Auteur : Louise Bollecker, Community Manager France & Content Manager

Community Manager de Carenity en France, Louise est également rédactrice en chef du Magazine Santé pour proposer des articles, vidéos et témoignages centrés sur le... >> En savoir plus

Commentaires

le 22/03/2019

bonjour Sophie  ç est loma  ou Patrick  Je comprends  bien vos difficultés  de cette maladie  avec le travail  C'est  normal  que soyez fatiguée  Ces traitements  sont durs et lourds  à  supporter Je vois que vous êtes  sous bioterapie depuis trois mois c est encore peu pour ressentir  les bons  effets  qu' elle nous procure Il faut être  très  patient et dans votre cas il faut encore atteindre le stade de six voir huit mois Ne vous decouragez  pas je suis passé  par là  et on y arrive Depuis 25 ans je me bats contre cette cochonnerie   J ai recommencé  une nouvelle  bioterapie depuis un an et demi et je vis normalement  sans douleurs  en faisant  ce qu' il me plait  Randonnées  jardinage  tout sans aucune douleurs Ne faites pas d excès  pour autant  Restez optimiste  et forte  plus forte que cette maladie  Bon courage à  vous    ...Cordialement    .Patrick

le 22/03/2019

Bonjour,

merci pour les bons conseils, je vais donc patienter....

cordialement

le 02/04/2019

Bonjour

C'est vrai que l'on se sent le soir vraiment lessivée 

C'est pas tous les jours évident

Pour ma part je prenais des cours de théâtre une fois par semaine j'ai arreté en rentrant du travail je suis trop fatiguée

Mais comme le dit Patrick il faut positiver memm si ce n'est pas tous les jours facile

Bonne journée et bon courage

le 12/04/2019

Bonjour a tous 😊 

Je me suis inscrite ici pour me sentir moins seule dans la maladie , j'ai une polyharthrite rhumatoïde qui me fait beaucoup mal , nous l'avons diagnostiqué en novembre 2018 ....

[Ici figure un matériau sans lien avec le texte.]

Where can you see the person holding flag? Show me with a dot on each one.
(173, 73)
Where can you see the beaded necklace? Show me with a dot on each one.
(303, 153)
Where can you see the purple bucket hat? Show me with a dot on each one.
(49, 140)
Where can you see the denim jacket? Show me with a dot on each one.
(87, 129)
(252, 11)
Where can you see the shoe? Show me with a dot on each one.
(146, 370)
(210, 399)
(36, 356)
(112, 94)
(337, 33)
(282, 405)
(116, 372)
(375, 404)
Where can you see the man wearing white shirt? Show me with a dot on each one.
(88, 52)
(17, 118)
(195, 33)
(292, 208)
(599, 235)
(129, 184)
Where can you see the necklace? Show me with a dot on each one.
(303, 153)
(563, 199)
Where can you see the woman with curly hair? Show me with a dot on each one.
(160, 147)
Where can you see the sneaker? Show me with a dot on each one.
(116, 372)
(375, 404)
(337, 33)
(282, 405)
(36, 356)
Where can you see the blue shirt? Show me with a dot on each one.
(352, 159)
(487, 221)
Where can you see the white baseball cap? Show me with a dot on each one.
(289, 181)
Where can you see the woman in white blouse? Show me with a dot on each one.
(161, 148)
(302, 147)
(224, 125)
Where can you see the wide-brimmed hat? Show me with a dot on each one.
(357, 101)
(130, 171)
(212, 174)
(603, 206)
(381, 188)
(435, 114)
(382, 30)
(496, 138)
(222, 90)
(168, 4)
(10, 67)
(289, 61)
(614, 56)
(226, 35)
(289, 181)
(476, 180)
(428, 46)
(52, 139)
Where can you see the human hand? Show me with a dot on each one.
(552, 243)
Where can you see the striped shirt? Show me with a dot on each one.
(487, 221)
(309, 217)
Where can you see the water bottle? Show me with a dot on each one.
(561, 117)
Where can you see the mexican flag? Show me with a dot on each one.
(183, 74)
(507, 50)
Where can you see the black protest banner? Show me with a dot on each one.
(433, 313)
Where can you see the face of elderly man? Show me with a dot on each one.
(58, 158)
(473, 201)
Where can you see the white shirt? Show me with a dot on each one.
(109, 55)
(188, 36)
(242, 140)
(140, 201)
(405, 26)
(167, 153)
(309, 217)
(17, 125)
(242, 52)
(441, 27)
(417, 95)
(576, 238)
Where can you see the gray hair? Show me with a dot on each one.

Je souffre souvent j'ai été sous plaquenil au début que ne me faisait rien , plus Imeth (metotrexate désoler pour l'orthographe) 🤗  avec de l'acide folique que ne me convenais pas du tout plus d'appétit, mal de ventre , nausées, diarrhée.... j'étais exténuée de ne rien trouver comme traitement et maintenant avec un désir de grossesse je ne devais plus rien prendre pendant 3 mois ... alors autant vous dire que les poussées son rudes.... j'ai changé de rhumatologue qui va me prescrire salazopirine compatible avec la grossesse mais j'ai peur du traitement .... 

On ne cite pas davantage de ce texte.